If we have a plane wave entering a complex material, how do we know that the wave propagating inside the material will also be a plane wave (which is what has been assumed for the $x$ and $y$ direction)?
Given that the material is anisotropic, how would we know that the transmitted wave will obey Snell's law? In addition, as given, $\psi$ is the same inside and outside of the anisotropic material.
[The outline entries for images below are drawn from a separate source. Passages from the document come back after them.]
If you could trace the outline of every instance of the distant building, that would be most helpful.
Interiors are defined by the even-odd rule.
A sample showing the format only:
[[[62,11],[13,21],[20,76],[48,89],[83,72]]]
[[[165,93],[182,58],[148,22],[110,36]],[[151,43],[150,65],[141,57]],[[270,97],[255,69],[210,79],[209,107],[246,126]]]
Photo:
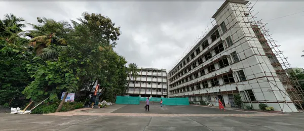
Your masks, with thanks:
[[[138,77],[132,77],[127,95],[132,97],[163,97],[168,95],[166,69],[138,68]],[[127,79],[129,80],[129,78]]]
[[[285,63],[277,58],[283,59],[281,53],[272,50],[278,46],[263,24],[254,21],[248,2],[226,0],[217,10],[212,17],[216,23],[168,73],[169,97],[215,106],[220,99],[233,107],[233,95],[239,94],[244,105],[255,109],[263,103],[298,111],[294,103],[301,102],[300,95],[294,93]]]

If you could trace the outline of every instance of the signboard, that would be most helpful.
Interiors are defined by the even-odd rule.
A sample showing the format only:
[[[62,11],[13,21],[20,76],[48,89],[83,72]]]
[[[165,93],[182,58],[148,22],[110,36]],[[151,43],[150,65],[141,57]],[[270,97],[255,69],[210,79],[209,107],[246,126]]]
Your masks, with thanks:
[[[97,95],[97,92],[98,91],[98,89],[99,88],[99,84],[97,84],[96,87],[95,88],[95,91],[94,92],[94,95],[96,96]]]
[[[65,94],[65,92],[63,92],[62,95],[61,95],[61,99],[60,100],[62,100],[63,99],[63,96]],[[74,102],[74,99],[75,98],[75,94],[74,93],[69,93],[67,94],[67,96],[65,98],[65,102],[67,102],[67,101],[69,102]]]

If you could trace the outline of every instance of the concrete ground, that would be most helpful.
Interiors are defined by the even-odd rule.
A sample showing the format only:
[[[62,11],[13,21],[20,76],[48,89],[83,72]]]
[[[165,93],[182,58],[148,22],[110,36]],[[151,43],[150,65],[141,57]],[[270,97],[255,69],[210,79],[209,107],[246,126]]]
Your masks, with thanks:
[[[159,102],[150,102],[149,111],[145,111],[145,103],[140,103],[140,105],[128,105],[124,108],[121,108],[113,113],[157,113],[166,114],[252,114],[255,112],[239,111],[228,110],[226,111],[219,111],[218,109],[210,109],[205,107],[195,106],[166,106],[161,107]]]
[[[158,108],[156,105],[151,107],[153,108],[150,112],[144,112],[143,106],[141,105],[114,105],[106,108],[86,109],[87,110],[85,111],[77,110],[48,115],[2,113],[0,114],[0,130],[293,131],[303,130],[304,129],[303,113],[281,115],[272,113],[275,116],[236,117],[231,116],[237,116],[239,113],[256,115],[259,113],[234,110],[220,112],[216,108],[194,106],[165,106],[167,109],[165,111],[162,108]],[[119,113],[122,111],[127,113]],[[197,114],[198,112],[201,112],[200,113],[203,116],[216,116],[214,115],[218,113],[229,114],[226,116],[204,117],[186,116],[187,114],[185,114],[195,113],[191,115],[198,116],[200,114]],[[134,113],[131,113],[132,112]],[[176,114],[176,116],[183,115],[183,117],[164,116],[168,115],[164,114],[167,113],[171,114],[181,113]],[[120,116],[114,116],[117,114]],[[129,114],[139,114],[140,116],[149,114],[151,116],[130,116],[127,115]],[[65,115],[67,116],[64,116]],[[275,116],[276,115],[278,116]]]

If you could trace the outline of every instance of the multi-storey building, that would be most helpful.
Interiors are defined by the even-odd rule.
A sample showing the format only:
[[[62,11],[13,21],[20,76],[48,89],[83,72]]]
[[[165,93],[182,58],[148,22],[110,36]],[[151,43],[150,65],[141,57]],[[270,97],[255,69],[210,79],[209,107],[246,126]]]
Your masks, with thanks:
[[[167,97],[166,69],[138,68],[138,77],[131,78],[127,96],[142,97]],[[129,80],[129,78],[127,78]]]
[[[254,109],[262,103],[297,111],[298,96],[290,93],[294,89],[272,50],[275,46],[253,20],[248,3],[227,0],[214,14],[216,24],[168,73],[169,97],[215,106],[221,99],[231,107],[233,95],[240,94],[243,105]]]

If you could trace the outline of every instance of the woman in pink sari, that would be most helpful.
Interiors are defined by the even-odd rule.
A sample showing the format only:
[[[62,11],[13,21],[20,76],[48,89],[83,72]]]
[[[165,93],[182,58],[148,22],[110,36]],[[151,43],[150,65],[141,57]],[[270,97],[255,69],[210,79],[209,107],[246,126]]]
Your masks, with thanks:
[[[219,107],[219,110],[220,111],[221,109],[223,109],[224,111],[225,111],[225,109],[224,109],[224,106],[223,105],[223,103],[220,101],[220,99],[218,99],[218,107]]]

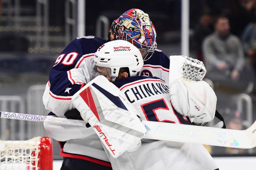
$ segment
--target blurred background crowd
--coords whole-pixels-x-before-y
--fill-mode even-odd
[[[85,35],[106,38],[114,20],[137,8],[148,13],[154,24],[157,48],[167,56],[180,55],[181,1],[87,1]],[[49,71],[77,36],[76,2],[0,0],[0,110],[47,114],[42,98]],[[256,119],[256,9],[254,0],[189,3],[189,56],[204,63],[204,80],[216,93],[217,109],[228,129],[245,129]],[[1,139],[47,135],[42,124],[0,120]],[[59,158],[59,147],[54,148],[54,158]],[[209,149],[213,156],[256,155],[253,149]]]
But, how do we know that $\psi$ won't change inside the anisotropic material?
The closest I have gotten to obtaining the first equation is by making use of the continuity of the tangential component at the first interface. So we have the following:
$$ \hat{\textbf{z}} \times (\textbf{E}_1 - \textbf{E}) = 0$$
where $\textbf{E} = \textbf{e}_{inc} + \textbf{e}_{ref}$ and $\textbf{E}$ is the field inside the anisotropic material. Then we can solve for the $x$ and $y$ component of $\textbf{E}$ at $z = 0$ to obtain
$$ \textbf{e}_{x} = (-a_s \sin \psi - r_s \sin \psi - a_p \cos \theta_{inc} \cos \psi + r_p \cos \theta_{inc} \cos \psi) \exp[i k_0 n_1 ( x \cos \psi + y \sin \psi)]$$
$$ \textbf{e}_{y} = (a_s \cos \psi + r_s \cos \psi - a_p \cos \theta_{inc} \sin \psi + r_p \cos \theta_{inc} \sin \psi) \exp[i k_0 n_1 ( x \cos \psi + y \sin \psi)]$$
But now there is all this junk at the beginning. Not to mention these contain $k_0 n_1$ while the former has $q$ and this doesn't address the $\textbf{e}_{x}$ component.